Energia: dicas para reduzir custos no próximo ano

É possível adotar hábitos mais sustentáveis no consumo

Por Por Martha Imenes

Alan Henn, engenheiro eletricista e CEO da Voltera

Entrar em 2026 com o pé direito pode significar mais do que fazer novas promessas: é também uma boa oportunidade para repensar a forma como se usa e se consome energia. Os últimos anos deixaram isso bem claro. Entre 2010 e 2024, o custo da energia no mercado cativo saltou 177%, enquanto a inflação no período ficou em 122%, segundo a Associação Brasileira dos Comercializadores de Energia (Abraceel).

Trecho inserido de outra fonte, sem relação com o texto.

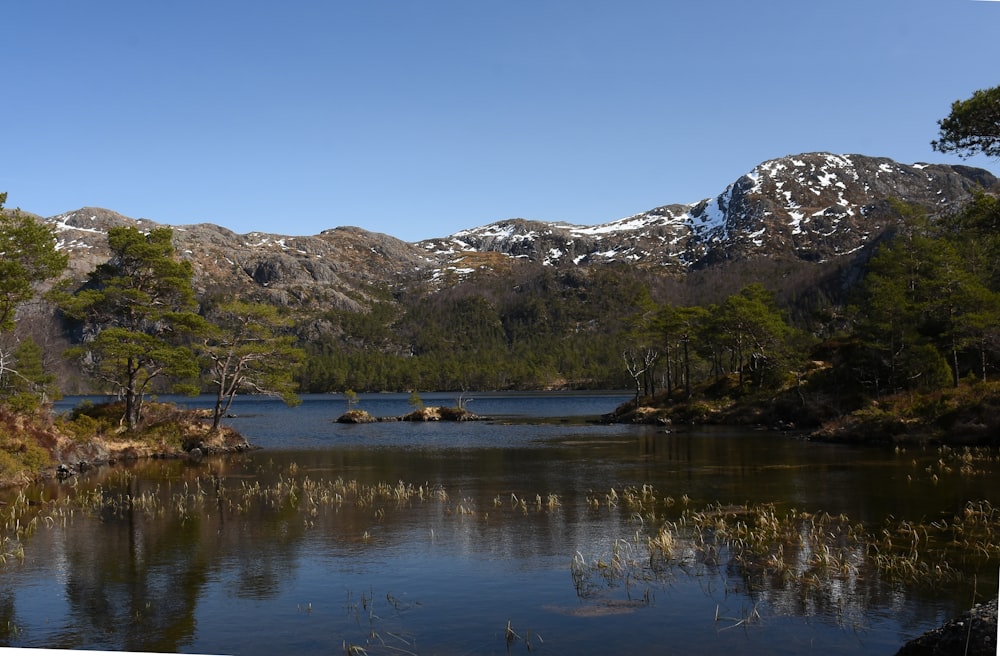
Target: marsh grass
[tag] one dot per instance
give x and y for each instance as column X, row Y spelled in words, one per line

Em 2025, o cenário continuou pressionado com reajuste acima da inflação, conforme o Boletim Focus do Banco Central (BC), e seis meses de bandeira vermelha, o que estendeu por mais tempo os custos extras na conta. Por isso, o fim do ano é um momento estratégico para agir.

Recurso energético

Segundo o engenheiro Alan Henn, CEO da Voltera Energia, o primeiro passo é entender que energia não é apenas um insumo, mas um recurso estratégico. "A forma como consumimos energia reflete nossos hábitos, nossa cultura e até nossos valores. Reduzir custos é uma consequência natural de quem adota práticas mais conscientes e sustentáveis", explica.

Algumas dicas

Antes de cortar gastos, é preciso entender como a energia está sendo usada. No ambiente doméstico, vale observar os vilões silenciosos, como: ar-condicionado mal regulado, lâmpadas antigas, aparelhos em stand-by e chuveiros elétricos usados por longos períodos.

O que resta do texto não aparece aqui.